Si l’on se réfère à la définition que nous venons de voir, le sens explicite est obtenu par identification de ce qui doit être vrai dans le monde pour que l’énoncé soit vrai. Dans le cas précis, aucune surprise, l’énoncé est vrai si le café m’empêche de dormir. L’information selon laquelle le café m’empêche de dormir est donc le sens explicite de l’énoncé. Trivial dîtes-vous ? Un peu de patience. Observons maintenant à quoi ressemble un contenu informatif qui peut être communiqué par un énoncé sans pour autant devoir nécessairement être vrai. Pour ce faire, insérons le même énoncé dans un dialogue :

- Tu veux une tasse de café ?
– Le café m’empêche de dormir.

De la réponse obtenue, le questionneur peut tirer deux informations différentes – et contradictoires – entre lesquelles il devra faire un choix. Selon la situation, le second énoncé peut être compris comme une réponse négative, particulièrement dans le cas où la personne a un sommeil fragile. Mais une situation différente, par exemple une période de préparation d’examens, peut laisser entendre une réponse positive, l’effet stimulant du café étant dans ce cas souhaitable.
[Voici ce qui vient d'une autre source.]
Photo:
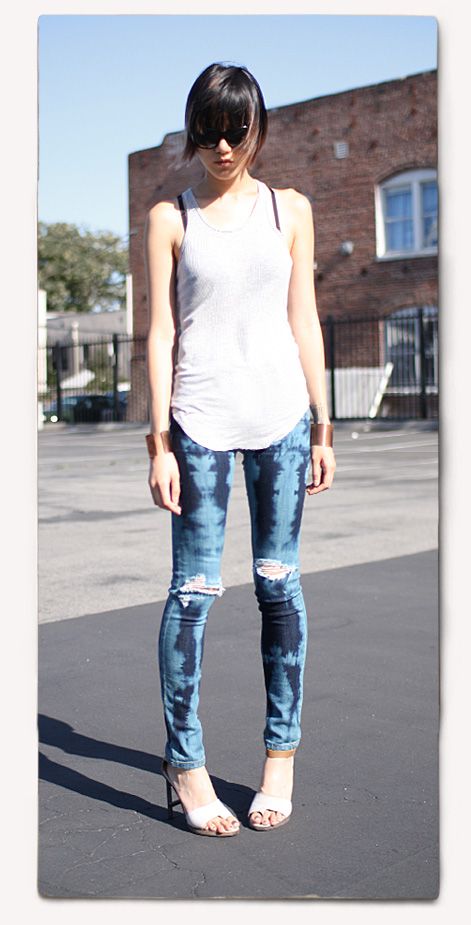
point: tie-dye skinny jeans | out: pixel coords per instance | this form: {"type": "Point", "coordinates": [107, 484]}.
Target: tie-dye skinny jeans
{"type": "Point", "coordinates": [275, 479]}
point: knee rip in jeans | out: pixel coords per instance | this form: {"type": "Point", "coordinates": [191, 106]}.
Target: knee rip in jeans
{"type": "Point", "coordinates": [197, 585]}
{"type": "Point", "coordinates": [273, 568]}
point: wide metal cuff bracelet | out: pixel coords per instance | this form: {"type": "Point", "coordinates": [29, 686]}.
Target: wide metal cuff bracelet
{"type": "Point", "coordinates": [152, 446]}
{"type": "Point", "coordinates": [322, 434]}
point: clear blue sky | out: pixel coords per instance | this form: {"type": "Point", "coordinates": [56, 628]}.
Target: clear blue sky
{"type": "Point", "coordinates": [110, 85]}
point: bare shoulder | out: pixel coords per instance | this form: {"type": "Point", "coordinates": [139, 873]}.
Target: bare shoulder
{"type": "Point", "coordinates": [296, 207]}
{"type": "Point", "coordinates": [163, 213]}
{"type": "Point", "coordinates": [294, 200]}
{"type": "Point", "coordinates": [164, 224]}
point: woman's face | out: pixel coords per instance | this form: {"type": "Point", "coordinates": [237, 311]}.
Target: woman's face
{"type": "Point", "coordinates": [223, 162]}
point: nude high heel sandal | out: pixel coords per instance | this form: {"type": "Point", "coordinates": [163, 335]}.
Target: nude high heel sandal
{"type": "Point", "coordinates": [265, 801]}
{"type": "Point", "coordinates": [196, 818]}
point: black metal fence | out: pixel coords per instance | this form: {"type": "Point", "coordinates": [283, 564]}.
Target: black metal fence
{"type": "Point", "coordinates": [376, 368]}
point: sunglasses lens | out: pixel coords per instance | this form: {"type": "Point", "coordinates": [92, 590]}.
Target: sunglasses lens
{"type": "Point", "coordinates": [210, 137]}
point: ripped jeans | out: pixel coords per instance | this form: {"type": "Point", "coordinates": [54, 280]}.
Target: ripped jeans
{"type": "Point", "coordinates": [275, 479]}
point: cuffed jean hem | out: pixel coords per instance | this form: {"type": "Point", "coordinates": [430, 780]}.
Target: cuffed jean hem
{"type": "Point", "coordinates": [286, 747]}
{"type": "Point", "coordinates": [184, 765]}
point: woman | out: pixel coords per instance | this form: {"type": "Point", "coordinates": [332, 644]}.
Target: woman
{"type": "Point", "coordinates": [235, 363]}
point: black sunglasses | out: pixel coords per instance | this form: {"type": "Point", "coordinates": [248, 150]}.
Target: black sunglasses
{"type": "Point", "coordinates": [210, 138]}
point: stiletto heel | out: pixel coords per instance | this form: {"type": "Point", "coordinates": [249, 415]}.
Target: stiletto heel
{"type": "Point", "coordinates": [170, 803]}
{"type": "Point", "coordinates": [196, 818]}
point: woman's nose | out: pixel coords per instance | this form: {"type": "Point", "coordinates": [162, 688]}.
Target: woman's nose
{"type": "Point", "coordinates": [223, 147]}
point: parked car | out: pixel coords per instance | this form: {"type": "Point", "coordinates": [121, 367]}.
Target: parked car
{"type": "Point", "coordinates": [96, 408]}
{"type": "Point", "coordinates": [87, 408]}
{"type": "Point", "coordinates": [68, 403]}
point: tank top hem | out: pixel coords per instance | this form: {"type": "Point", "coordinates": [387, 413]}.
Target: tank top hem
{"type": "Point", "coordinates": [199, 434]}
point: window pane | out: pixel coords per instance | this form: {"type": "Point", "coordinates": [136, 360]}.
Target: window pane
{"type": "Point", "coordinates": [429, 214]}
{"type": "Point", "coordinates": [430, 197]}
{"type": "Point", "coordinates": [399, 236]}
{"type": "Point", "coordinates": [399, 203]}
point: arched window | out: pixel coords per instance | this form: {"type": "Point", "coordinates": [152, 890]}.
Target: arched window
{"type": "Point", "coordinates": [411, 344]}
{"type": "Point", "coordinates": [407, 214]}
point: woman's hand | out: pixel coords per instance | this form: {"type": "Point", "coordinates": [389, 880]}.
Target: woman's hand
{"type": "Point", "coordinates": [323, 468]}
{"type": "Point", "coordinates": [164, 481]}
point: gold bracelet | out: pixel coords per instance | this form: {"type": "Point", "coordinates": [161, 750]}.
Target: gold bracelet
{"type": "Point", "coordinates": [152, 446]}
{"type": "Point", "coordinates": [322, 434]}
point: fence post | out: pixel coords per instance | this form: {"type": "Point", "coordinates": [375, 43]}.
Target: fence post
{"type": "Point", "coordinates": [115, 377]}
{"type": "Point", "coordinates": [58, 364]}
{"type": "Point", "coordinates": [423, 376]}
{"type": "Point", "coordinates": [330, 328]}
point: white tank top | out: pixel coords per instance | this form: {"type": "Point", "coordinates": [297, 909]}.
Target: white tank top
{"type": "Point", "coordinates": [238, 382]}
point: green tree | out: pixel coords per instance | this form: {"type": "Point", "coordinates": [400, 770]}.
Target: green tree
{"type": "Point", "coordinates": [80, 270]}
Ces interprétations, qui peuvent toutes deux être obtenues sur la base du même énoncé, ne peuvent être vraies toutes les deux en même temps, et montrent ainsi par leur nature incompatible qu’elles ne correspondent pas à ce qui doit nécessairement être vrai dans le monde, sans quoi nous serions en face d’un paradoxe. Je ne peux pas nécessairement communiquer à la fois que je veux du café et que je ne veux pas de café. Ainsi, quelque soit l’interprétation à donner à l’énoncé « Le café m’empêche de dormir », l’information « Je ne prends donc pas de café » ou « Je prends donc volontiers du café » ne fait pas partie du contenu explicite, mais du contenu implicite. On dit alors que par mon énoncé, j’ai implicité, ou encore que j’ai sous-entendu que je prendrai / ne prendrai pas de café.

L’information communiquée implicitement, on le voit clairement dans notre exemple, est fortement dépendante du contexte. Comme ce type d’information n’est pas encodé, on ne peut jamais être certain que le locuteur a voulu le communiquer. Selon la situation, on inférera du même énoncé des contenus implicites différents. Cette flexibilité permet au locuteur de se dégager de sa responsabilité face à un contenu implicite. Le dialogue suivant le montre bien :

Un père connu pour être avare s’adresse à son fils qui se marie :
Eh ben, y a du monde à ton mariage !
– C’est bon papa, arrête de te plaindre, je vais t’aider à payer !
– Mais calme toi, j’ai juste dit qu’il y avait du monde à ton mariage…

Une dernière remarque avant de clore cet article. En sémantique formelle, l’usage du concept de sous-entendu n’est plus utilisé par la majorité des linguistes par manque de précision. En effet, ce terme sert à la fois à désigner un contenu implicité, que l’on appelle dans le jargon une implicature, mais également certaines présuppositions, dont nous verrons dans l’article qui leur est consacré qu’elles font partie du domaine de l’explicite. Une seconde raison est que la distinction entre explicite et implicite décrit de manière suffisamment efficace la séparation de ces deux types de contenus pour se passer d’un terme supplémentaire qui viendrait alourdir et brouiller la terminologie. Et bien qu’il soit fréquemment employé dans le langage courant, ce terme ne renvoie pas à un concept formel en linguistique.